PS: I am offhsoring (in a way). I'm not based in the US but I work remotely for a US company.

  • > But unlike with offshoring (which is a people thing) or magical NOCODE/CASE/etc "solutions", it seems the consensus is that AI coding assistants will eventually get there.

    There's no consensus to that point. There are a few loud hype artists, most of whom are employed in AI and have so have conflicts of interest and also are pre-filtered to the true believers. Their logic is basically "See this trend? Trends continue, so this is inevitable!"
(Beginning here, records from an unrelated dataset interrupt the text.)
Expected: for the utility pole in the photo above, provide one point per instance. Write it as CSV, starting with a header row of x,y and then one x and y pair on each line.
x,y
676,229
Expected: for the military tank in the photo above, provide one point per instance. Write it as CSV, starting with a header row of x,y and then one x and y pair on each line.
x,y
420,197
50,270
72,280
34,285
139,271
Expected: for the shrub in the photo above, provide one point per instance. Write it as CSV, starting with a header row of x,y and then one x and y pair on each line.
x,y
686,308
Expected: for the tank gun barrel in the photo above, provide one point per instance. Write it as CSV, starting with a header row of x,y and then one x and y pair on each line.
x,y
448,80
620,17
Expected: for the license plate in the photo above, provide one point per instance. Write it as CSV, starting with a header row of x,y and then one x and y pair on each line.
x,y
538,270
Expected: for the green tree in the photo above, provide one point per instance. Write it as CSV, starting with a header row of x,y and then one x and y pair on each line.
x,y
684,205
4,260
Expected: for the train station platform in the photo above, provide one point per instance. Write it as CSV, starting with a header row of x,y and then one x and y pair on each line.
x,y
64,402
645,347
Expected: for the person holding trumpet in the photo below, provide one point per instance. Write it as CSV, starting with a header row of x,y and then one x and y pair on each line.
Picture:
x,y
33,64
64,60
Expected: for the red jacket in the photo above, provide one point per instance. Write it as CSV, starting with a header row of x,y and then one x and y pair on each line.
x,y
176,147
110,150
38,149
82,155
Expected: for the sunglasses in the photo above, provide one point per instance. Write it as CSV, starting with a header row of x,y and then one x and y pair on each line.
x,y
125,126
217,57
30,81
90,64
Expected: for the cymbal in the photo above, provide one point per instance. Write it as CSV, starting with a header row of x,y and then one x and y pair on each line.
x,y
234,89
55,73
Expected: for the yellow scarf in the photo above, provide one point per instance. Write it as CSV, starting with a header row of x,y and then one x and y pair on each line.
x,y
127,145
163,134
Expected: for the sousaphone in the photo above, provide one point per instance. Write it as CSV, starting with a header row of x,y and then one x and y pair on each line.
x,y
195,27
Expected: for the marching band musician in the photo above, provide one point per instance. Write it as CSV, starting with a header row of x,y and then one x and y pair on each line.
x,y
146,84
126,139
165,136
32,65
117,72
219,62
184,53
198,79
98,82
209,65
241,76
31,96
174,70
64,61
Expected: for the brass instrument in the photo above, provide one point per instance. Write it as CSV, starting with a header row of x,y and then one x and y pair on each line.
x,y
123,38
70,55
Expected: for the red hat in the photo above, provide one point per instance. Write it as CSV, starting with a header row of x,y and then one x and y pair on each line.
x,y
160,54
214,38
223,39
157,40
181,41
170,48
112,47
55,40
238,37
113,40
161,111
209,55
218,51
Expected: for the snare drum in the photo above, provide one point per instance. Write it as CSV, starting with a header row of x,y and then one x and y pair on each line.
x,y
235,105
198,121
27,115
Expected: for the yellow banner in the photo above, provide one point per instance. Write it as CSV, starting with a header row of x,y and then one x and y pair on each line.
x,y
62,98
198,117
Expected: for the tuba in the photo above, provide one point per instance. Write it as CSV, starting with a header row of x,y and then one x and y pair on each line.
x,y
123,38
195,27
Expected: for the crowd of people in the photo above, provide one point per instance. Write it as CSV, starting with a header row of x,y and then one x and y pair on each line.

    That's bad logic. Trends do not always continue, they often slow or reverse, and this one is showing all signs of doing so already. OpenAI has come straight out and said that they don't expect to see another jump like GPT-3 to 4, and have resorted to throwing more tokens at the problems, which works with diminishing returns. I do not expect to see a return to the rapid growth we had for a year or two there.

    > PS: I am offhsoring (in a way). I'm not based in the US but I work remotely for a US company.

    Yes, and this is a good example: there's a place for offshoring, but it didn't replace US devs. The same thing will happen here.

    • Trends do not always continue, they often slow or reverse, and this one is showing all signs of doing so already. OpenAI has come straight out and said that they don't expect to see another jump like GPT-3 to 4, and have resorted to throwing more tokens at the problems, which works with diminishing returns. I do not expect to see a return to the rapid growth we had for a year or two there.

      This feels like the declaration of someone who has spent almost no time playing with these models or keeping up with AI over the last two years. Go look at the benchmarks and leaderboards for the last 18 months and tell me we're not progressing far beyond GPT4. Meanwhile models are also getting faster, cheaper, getting multi-modal capabilities, cheaper to train for a given capability, etc.

      And of course there are diminishing returns, the latest public models are in the 90s on many of their benchmarks!